Machine Learning (ML) model metrics are designed to monitor performance. But when a model goes into production, many factors influence its performance. The traditional checkpoints may no longer help as organisations look to scale these models (think: scaling from a million to billion credit card users). This is why experts advocate for MLOps, a branch of ML that brings together all the nice things from DevOps and ML.
Though a few experts hold MLOps as the best solution available right now, it’s still beset by ambiguities. To address these, Deeplearning.ai recently hosted a panel of MLOps experts to derive insights on the most important aspects of production machine learning and what MLOps looks like at companies. Hosted by Ryan Keenan of Deeplearning.ai, the panel consisted of Andrew Ng, Robert Crowe, Lawrence Moroney, Chip Huyen and Rajat Monga.
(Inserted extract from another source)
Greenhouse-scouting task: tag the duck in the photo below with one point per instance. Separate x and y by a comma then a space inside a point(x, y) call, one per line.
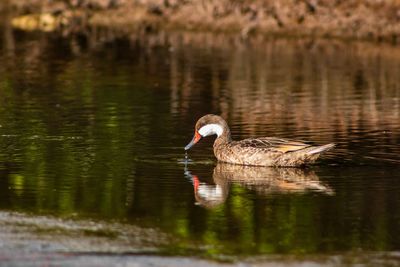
point(262, 151)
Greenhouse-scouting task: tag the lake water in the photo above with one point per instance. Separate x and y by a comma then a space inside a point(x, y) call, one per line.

The panel of experts began by addressing the significance of MLOps in today’s world. Chip Huyen, who teaches ML at Stanford, considers model training to be a small part of the problem. According to her, the problem is retraining. Once the model is out in the open, data drifts can happen. So how does one keep on updating and compensating for these variations? Models deliver various degrees of performance in a real world setting.
What’s in a name?
Robert Crowe, who is part of Google’s TensorFlow team, played down the MLOps hype saying he is not a fan of the nomenclature. He is more interested in the idea of making a product out of a model and addressing all the issues such as model drift, privacy, resource optimisation and other factors that surface in a production ML setting. “You don’t have these issues when you’re doing research or in academia. For me the focus of MLOps is making it possible to create and sustain a product or service responsibly,” explained Crowe.
A couple of years ago, the ML community’s focus was more towards building models, tuning hyperparameters or picking the right architecture. Today, the industry has made huge leaps in bringing ML and AI to the general populace and the benefits of DevOps regimes in an ML setting can only be figured out as we go along. Lawrence Moroney, who oversees AI advocacy at Google, expressed his excitement about the burgeoning conversation around MLOps and models in production. Even Andrew Ng, the founder of Deeplearning.ai, admitted that deep learning has come a long way in the last decade. He stressed MLOps will help everyone through the entire life cycle of machine learning projects; from scoping to collecting and managing the data to training the model and improving the data, improving the model to then deployment monitoring and managing the concept of data-driven model maintenance. “I think MLOps is an exciting nascent discipline solving the entire life cycle of machine learning projects. MLOps and machine learning production is very much on the cutting edge,” he said.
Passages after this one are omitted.